It was the 3rd day. I think we shot like 30 ish first day like 10 day 2 and 40ish day 3. I just kept my mouth shut not worth it. Wont do it again in Missouri or with guides. But will do it again.


----------



## rentalrider (Aug 8, 2011)

lewy149 said:


> Wont do it again in Missouri or with guides. But will do it again.


Well, there might be a yukon leaving these parts in a couple months that just might have an open seat!


----------



## lewy149 (Apr 19, 2007)

rentalrider said:


> Well, there might be a yukon leaving these parts in a couple months that just might have an open seat!

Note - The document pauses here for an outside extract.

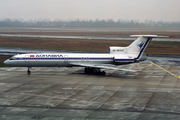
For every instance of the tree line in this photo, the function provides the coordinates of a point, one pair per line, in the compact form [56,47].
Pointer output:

Buddies have freelanced in sd with pretty good luck


----------



## mintgreenwalleyemachine (Jan 18, 2005)

Pm sent


_OutdoorHub Mobile, the information engine of the outdoors._


----------



## craigrh13 (Oct 24, 2011)

Tony Toye...Big River guide service. Sounds like it is gong to be a early year this year!


----------



## GuppyII (Sep 14, 2008)

Anyone use pro outfitters? We have a trip March 7-8-9th with them. First time in Mo. We've hunted Texas, Delaware, and Maryland before but I guess this is a bit different style of hunt. We will see. Good luck to anyone making a trip this spring.

Bambi makes a cute sandwich!


----------



## just ducky (Aug 23, 2002)

I just chuckle when I read these kinds of threads because the term "guide" seems to have lots of different meanings. I guess it's just me, but I would shy away from anyone calling themselves a "guide". I've never done the snow goose chase (basically because no matter what you call them, they're still trash chickens :evilsmile) but if I couldn't freelance, I wouldn't bother.


----------



## northern michigan boy (Dec 14, 2011)

ive been to moundcity 3 different times under scoott robinson he is a great guide but it is a little pricey now we go to south dakota we made our own decoys with white tyvec think we got about 1200 decoys we frelance now its way cheaper if u are going to go every year and can find fields to hunt


----------



## honk/quack (Dec 18, 2009)

Hey 'Rider, my buddy and I are lookin to do the same thing . . . guide or freelance? We really like to do things our selves but that method is a little riskier if you don't know the territory.

Definatly don't want to run into that experience that Lewy had, that would be a real bummer. Be sure to get back to us with your experiences. 

Good luck!


----------



## lastflighttaxidermy (Jul 12, 2010)

We've been with tony toye, big river guide service for 13 strait years. Mound city mo. Always gets us on the birds. Fun times


----------



## DEDGOOSE (Jan 19, 2007)

I went with Top Gun some years back in SD.. They were good guys we killed a good pile of birds for conditions.. The last day was when all our birds picked up and migrated north, we didnt kill much, but dang what a sight.. 

Outside of Habitat Flats, the biggest numbers I am seeing are the dudes that are leaving the decoys at home and doing some creeping.. Roost shooting, levy jumping, crawlin up on them in fields.. Its amazing how many these guys put down.


----------